U.S. stock index futures fell on Thursday, a day after the Federal Reserve voiced growing optimism about the economy, boosting the U.S. dollar even as interest rates stayed at historic lows.

FedEx Corp shares fell 3.3 percent to $86.98 in premarket trading after the package delivery group, an economy bellwether, posted quarterly results.

Citigroup Inc shares slid 7.8 percent to $3.18 premarket after the bank's stock offering attracted weak demand and priced much lower than expected, prompting the U.S. Treasury to delay a plan to sell $5 billion of its stock in the bank.

The Fed voted to keep interest rates at historic lows on Wednesday, but the U.S. dollar strengthened as the Fed said economic activity has continued to pick up.

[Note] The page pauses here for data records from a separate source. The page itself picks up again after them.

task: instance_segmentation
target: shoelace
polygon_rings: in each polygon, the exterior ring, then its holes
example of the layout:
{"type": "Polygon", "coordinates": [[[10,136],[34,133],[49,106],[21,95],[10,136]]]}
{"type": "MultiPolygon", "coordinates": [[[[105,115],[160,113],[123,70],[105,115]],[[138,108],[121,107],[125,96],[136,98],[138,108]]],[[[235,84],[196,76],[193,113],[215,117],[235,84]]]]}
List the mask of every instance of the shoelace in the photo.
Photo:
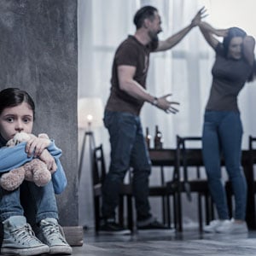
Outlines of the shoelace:
{"type": "Polygon", "coordinates": [[[49,237],[49,239],[58,238],[62,242],[66,243],[63,236],[60,233],[59,226],[53,223],[43,222],[42,225],[44,226],[44,236],[49,237]]]}
{"type": "Polygon", "coordinates": [[[18,240],[19,242],[22,241],[22,244],[30,242],[31,241],[37,240],[34,232],[32,231],[29,224],[26,224],[23,227],[18,228],[13,230],[12,235],[18,240]]]}

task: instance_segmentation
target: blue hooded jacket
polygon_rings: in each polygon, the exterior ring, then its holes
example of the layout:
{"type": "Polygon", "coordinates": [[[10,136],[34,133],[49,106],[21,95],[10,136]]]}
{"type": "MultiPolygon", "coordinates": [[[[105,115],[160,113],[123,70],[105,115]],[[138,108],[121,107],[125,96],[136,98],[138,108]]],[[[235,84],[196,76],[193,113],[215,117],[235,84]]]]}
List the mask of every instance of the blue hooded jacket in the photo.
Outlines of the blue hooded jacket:
{"type": "MultiPolygon", "coordinates": [[[[26,143],[21,143],[15,147],[6,147],[4,146],[6,142],[0,135],[0,173],[20,167],[33,159],[33,156],[27,156],[25,151],[26,143]]],[[[54,140],[51,140],[47,149],[55,158],[57,165],[57,171],[51,176],[55,193],[61,194],[67,183],[66,174],[60,161],[62,151],[55,146],[54,140]]]]}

Growing concerns about Greece's fiscal health weighed on the euro and further lifted the greenback. The dollar index <.DXY> jumped nearly 1 percent.

We're looking at a weaker open, and it is due to a stronger dollar causing a waning risk factor and weighing on the market, said Peter Cardillo, chief market economist at Avalon Partners in New York.

S&P 500 futures fell 8.3 points and were below fair value, a formula that evaluates pricing by taking into account interest rates, dividends and time to expiration on the contract. Dow Jones industrial average futures lost 60 points, and Nasdaq 100 futures shed 13.5 points.

Weekly initial jobless claims, leading indicators for November and the Philadelphia Fed's business index are among the economic indicators due on Thursday.

Any larger surprises (in the data) would help, but the market is beginning to convince itself the jobs market is on the mend, Cardillo said. Leading indicators could certainly be the market mover.

Bank of America Corp tapped insider Brian Moynihan as its new chief executive on Wednesday, ending months of speculation about who would succeed Kenneth Lewis. Bank of America shares rose 0.6 percent to $15.37.

Bailed-out insurer American International Group Inc plans to file a prospectus for a multibillion-dollar IPO of its Asian life insurance unit before Christmas, the Financial Times reported on Thursday. AIG shares fell 2.2 percent to $28.30 premarket.